Substitute $4.55\times {10}^{-31}\text{kg}$ for $\mu$, $1$ for $Z$, $1.6\times {10}^{-19}\text{C}$ for $e$, $1.055\times {10}^{-34}\text{Js}$ for $\hslash$, $8.85\times {10}^{-12}\text{F}/\text{m}$ for ${\epsilon }_0$ and $1$ for $n$ in equation (I).

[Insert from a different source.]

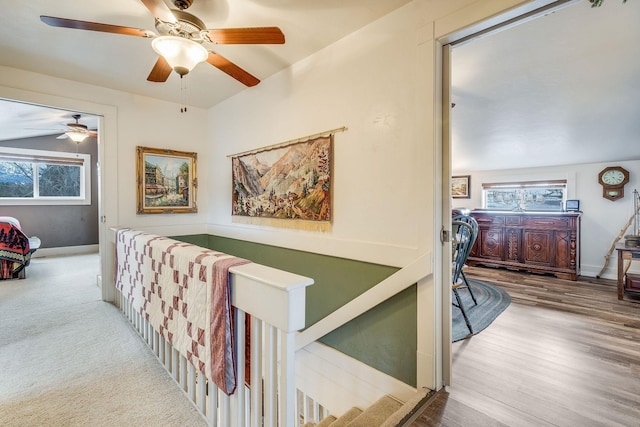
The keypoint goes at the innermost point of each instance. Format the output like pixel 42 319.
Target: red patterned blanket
pixel 183 291
pixel 14 249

    $\begin{array}{c}E=-\frac{\left(4.55\times {10}^{-31}\text{kg}\right){\left(1\right)}^2{\left(1.6\times {10}^{-19}\text{C}\right)}^4}{32{\left(1.055\times {10}^{-34}\text{Js}\right)}^2{\left(3.14\right)}^2{\left(8.85\times {10}^{-12}\text{F}/\text{m}\right)}^2}\frac{1}{{\left(1\right)}^2}\\ =-\frac{\left(4.55\times {10}^{-31}\text{kg}\right){\left(1\right)}^2{\left(1.6\times {10}^{-19}\text{C}\right)}^4}{32{\left(1.055\times {10}^{-34}\text{Js}\right)}^2{\left(3.14\right)}^2{\left(8.85\times {10}^{-12}\text{F}/\text{m}\right)}^2}\frac{1}{{\left(1\right)}^2}{\left(\frac{1\text{F}}{1\text{C}/\text{V}}\right)}^2\left(\frac{1\text{J}}{1{\text{kgm}}^2{\text{s}}^{-2}}\right){\left(\frac{1\text{J}}{1\text{CV}}\right)}^2\\ =-1.08\times {10}^{-18}\text{J}\left(\frac{1\text{eV}}{1.6\times {10}^{-19}\text{J}}\right)\\ =-6.8\text{eV}\end{array}$

Thus, the ground state energy of positronium is $-6.8\text{eV}$.    

(b)

To determine

The radius of lowest energy orbit.

Answer to Problem 37E

the radius of lowest orbit of positronium is $1.06\times {10}^{-10}\text{m}$.

Explanation of Solution

Write the expression for the radius of atom.

    $r_n=\frac{{\hslash }^2{n}^2}{\mu k{e}^{2}Z}$        (I)

Here, $r_n$ is the radius of orbit, $\hslash$  is the reduced Planck’s constant, $n$ is the number of orbit, $\mu$ is the reduced mass, $k$ is the force constant, $e$ is the charge of electron and $Z$ is the atomic number.

Write the expression for reduced mass of positronium.

    $\begin{array}{c}\mu =\frac{m_e{m}_e}{m_e+m_e}\\ =\frac{m_e^2}{2m_e}\end{array}$

    $\mu =\frac{m_e}{2}$        (II)

Here, $\mu$ is the reduced mass and $m_e$ is the mass of electron.

Conclusion:

Substitute $9.1\times {10}^{-31}\text{kg}$ for $m_e$ in equation (II).

    $\begin{array}{c}\mu =\frac{9.1\times {10}^{-31}\text{kg}}{2}\\ =4.55\times {10}^{-31}\text{kg}\end{array}$

Substitute $1.055\times {10}^{-34}\text{Js}$ for $\hslash$, $1$ for $n$, $4.55\times {10}^{-31}\text{}\text{kg}$ for $\mu$, $9\times {10}^9{\text{Nm}}^{\text{2}}/{\text{C}}^2$ for $k$, $1.6\times {10}^{-19}\text{C}$ for $e$ and $1$ for $Z$ in equation (I).

    $\begin{array}{c}{r}_1=\frac{{\left(1.055\times {10}^{-34}\text{Js}\right)}^2{\left(1\right)}^2}{\left(4.55\times {10}^{-31}\text{kg}\right)\left(9\times {10}^9{\text{Nm}}^{\text{2}}/{\text{C}}^2\right){\left(1.6\times {10}^{-19}\text{C}\right)}^2\left(1\right)}\\ =\frac{{\left(1.055\times {10}^{-34}\text{Js}\right)}^2{\left(1\right)}^2}{\left(4.55\times {10}^{-31}\text{kg}\right)\left(9\times {10}^9{\text{Nm}}^{\text{2}}/{\text{C}}^2\right){\left(1.6\times {10}^{-19}\text{C}\right)}^2\left(1\right)}{\left(\frac{1{\text{kgm}}^2{\text{s}}^{-2}}{1\text{J}}\right)}^2\\ =1.06\times {10}^{-10}\text{m}\end{array}$

Thus, the radius of lowest orbit of positronium is $1.06\times {10}^{-10}\text{m}$.